Volto para a mesa transtornada, sem clima nenhum de comemorar, aquela lágrima vacila sobre minha face e não percebo…Que engraçado, ele também não percebe… Sento e uma menina que estava com o grupo me pergunta:

– Aconteceu algo no banheiro?

Respondo – Você já abriu mão de coisas que você adora, pra ficar de boa com seu namorado?

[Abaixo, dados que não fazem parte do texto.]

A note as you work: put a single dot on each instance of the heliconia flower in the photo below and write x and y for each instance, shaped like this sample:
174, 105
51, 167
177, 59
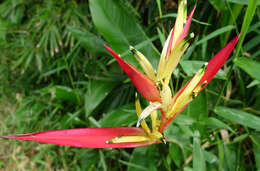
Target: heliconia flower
142, 83
152, 86
118, 137
191, 89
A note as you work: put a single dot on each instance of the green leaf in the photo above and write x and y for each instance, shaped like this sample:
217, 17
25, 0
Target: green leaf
145, 158
176, 154
198, 108
120, 29
230, 156
218, 4
215, 33
64, 93
246, 23
210, 157
250, 66
215, 123
97, 91
198, 156
89, 41
123, 116
238, 116
256, 148
242, 2
184, 120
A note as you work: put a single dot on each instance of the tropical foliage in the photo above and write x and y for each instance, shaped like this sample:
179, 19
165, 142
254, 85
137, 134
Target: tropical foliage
56, 74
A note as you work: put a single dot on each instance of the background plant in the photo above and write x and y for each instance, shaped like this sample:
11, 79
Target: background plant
56, 74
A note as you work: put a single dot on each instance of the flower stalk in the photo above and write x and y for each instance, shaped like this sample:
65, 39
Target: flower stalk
153, 86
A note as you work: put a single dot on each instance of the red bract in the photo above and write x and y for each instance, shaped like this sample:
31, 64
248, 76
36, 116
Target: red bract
218, 61
154, 86
212, 68
86, 137
142, 83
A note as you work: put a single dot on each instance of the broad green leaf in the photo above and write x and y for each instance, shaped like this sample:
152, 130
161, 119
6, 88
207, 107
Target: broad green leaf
184, 120
210, 157
230, 156
191, 67
218, 4
249, 66
242, 2
176, 154
145, 157
198, 108
91, 42
240, 138
120, 28
97, 91
64, 93
198, 156
256, 148
215, 123
123, 116
215, 33
238, 116
253, 83
246, 23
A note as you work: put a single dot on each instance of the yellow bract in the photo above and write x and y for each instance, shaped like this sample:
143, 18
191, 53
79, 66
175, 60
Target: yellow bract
187, 95
145, 64
127, 139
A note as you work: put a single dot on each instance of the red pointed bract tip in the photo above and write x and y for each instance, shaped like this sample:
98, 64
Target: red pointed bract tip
85, 137
142, 83
218, 61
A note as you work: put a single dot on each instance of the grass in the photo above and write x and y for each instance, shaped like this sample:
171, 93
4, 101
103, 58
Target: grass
55, 74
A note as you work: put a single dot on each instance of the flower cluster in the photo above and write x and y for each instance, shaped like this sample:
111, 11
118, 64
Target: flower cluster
152, 85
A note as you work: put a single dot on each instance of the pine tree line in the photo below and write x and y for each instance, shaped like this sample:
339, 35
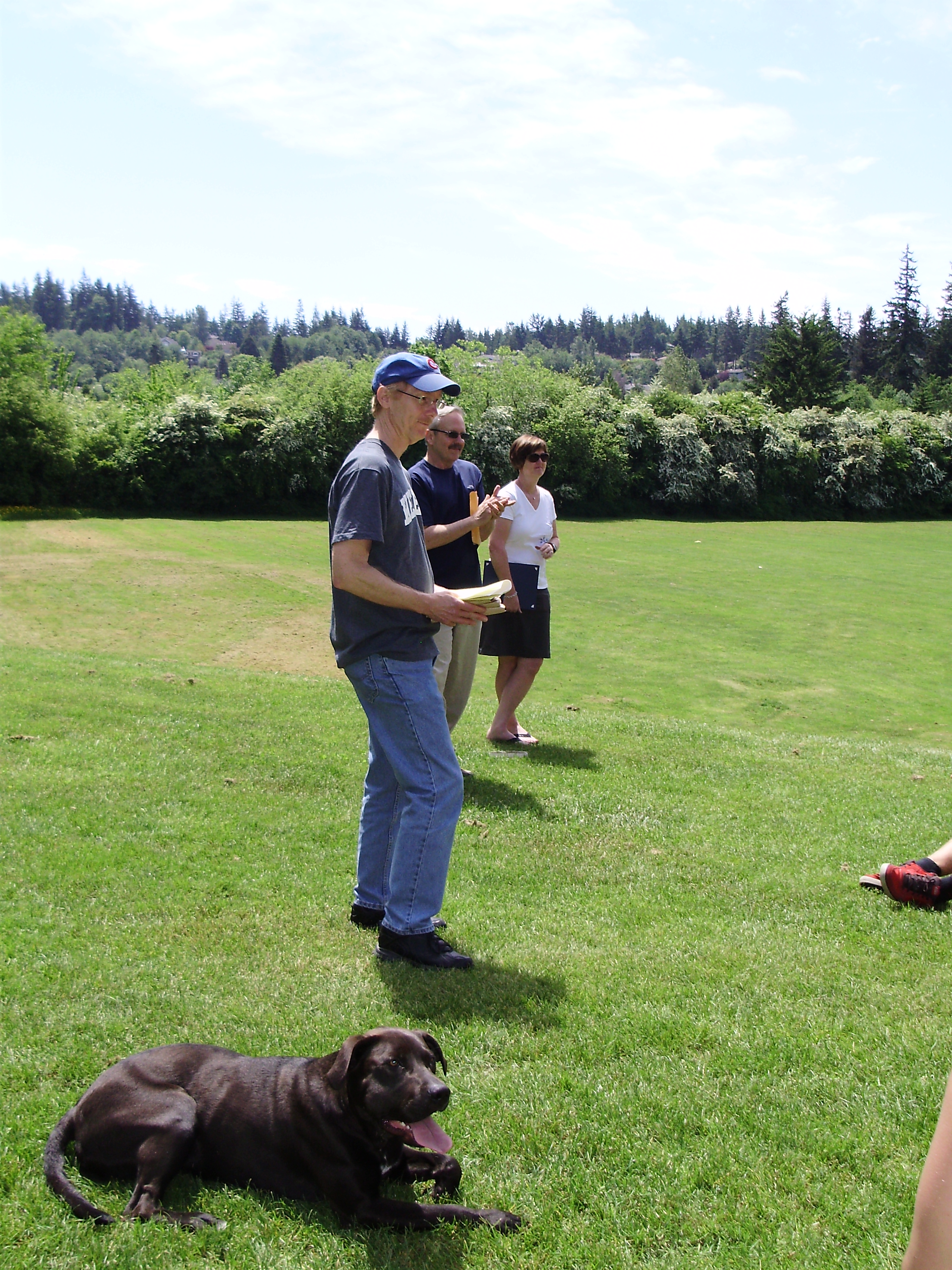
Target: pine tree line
803, 360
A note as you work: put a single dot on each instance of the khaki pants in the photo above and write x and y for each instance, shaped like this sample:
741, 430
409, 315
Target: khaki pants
457, 649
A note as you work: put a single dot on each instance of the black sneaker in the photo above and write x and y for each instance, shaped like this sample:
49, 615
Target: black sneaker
371, 917
428, 951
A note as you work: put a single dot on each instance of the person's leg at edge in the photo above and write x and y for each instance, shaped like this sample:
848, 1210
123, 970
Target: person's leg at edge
942, 859
927, 882
512, 689
410, 730
506, 667
381, 808
443, 639
457, 682
931, 1240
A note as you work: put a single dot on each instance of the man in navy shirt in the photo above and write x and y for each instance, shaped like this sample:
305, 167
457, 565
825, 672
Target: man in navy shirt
385, 610
443, 483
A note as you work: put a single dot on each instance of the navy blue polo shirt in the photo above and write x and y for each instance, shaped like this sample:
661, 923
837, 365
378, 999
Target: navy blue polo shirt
443, 495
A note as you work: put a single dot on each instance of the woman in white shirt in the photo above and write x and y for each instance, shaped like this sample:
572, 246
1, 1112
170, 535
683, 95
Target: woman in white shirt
523, 535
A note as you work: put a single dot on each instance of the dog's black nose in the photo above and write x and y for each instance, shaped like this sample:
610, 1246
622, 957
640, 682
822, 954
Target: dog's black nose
438, 1096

– Ela responde – Sim, as vezes acho que isso é um mal de todos os homens.

Questiono – Ou será nosso?

Claro que não imaginaria que justamente hoje seria minha graduação surpresa, mas penso justamente pelo fato, se toda vez que eu ceder para as coisas ficarem de boa, quantas coisas vou ter que perder? Ele tem que entender o que é importante para mim também. Quantas vezes incentivei a não desistir de seu curso de direito, por que ele passava horas estudando… Sem me ver as vezes… Outra vez utilizei uma frase do mestre com ele: “Existe uma saída para tudo, no tatame e na vida”.

Durante o fim de semana fiquei pasma com os noticiários. Uma menina foi morta pelo ex-namorado por que terminou o namoro… nossa, isso assusta muito, isso faz pensar muito, parece que nos tornamos objetos de meninos mimados, que não aceitam o não como resposta. Como se tivéssemos que aceitar… E esta é a condição da mulher. Só que não, cada vez mais entendo a luta de algumas mulheres por seus direitos, cada vez mais entendo a necessidade de haver o feminismo, o discurso político, ideológico e filosófico sobre os direitos da mulher e sobre igualdade, não estamos mais no século XVII. Decidi conversar com Felipe sobre a importância do Jiu-Jitsu na minha vida, o que ele representa para mim. Não sei também com que cara chegarei no treino hoje.

A primeira luta do campeonato cotidiano não será com nenhum dos dois, será com o supervisor, Guilherme. Chego ao trabalho e peço um minuto da atenção dele, precisava falar. Expliquei os meus objetivos no trabalho e principalmente, que não tinha intenção nenhuma de antagonizar nossa relação. Entendo sua posição mas não observo a compreensão para comigo. Ele ficou mais tranquilo quando percebeu que não queria ocupar sua função, este clima competitivo, de disputa que nossa sociedade alimenta, fez com que o Guilherme me olhasse como inimiga, e pelo fato de ser mulher e academicamente capacitada, aumentava a insegurança dele.

Passamos a contribuir mais com nossos trabalhos, eu o ajudava e vice e versa. Faltavam duas lutas ainda, enviei uma mensagem para Felipe, precisamos conversar sobre muitas coisas, ao mesmo tempo recebo uma mensagem do mestre falando sobre a competição do fim de semana. Na faixa roxa ainda, ele deve ter ficado triste… enfim, é uma graduação de responsabilidade, há um significado muito especial para o mestre os seus alunos mais graduados. Aceito participar. Felipe me responde… fico feliz pela possibilidade de resolver as coisas.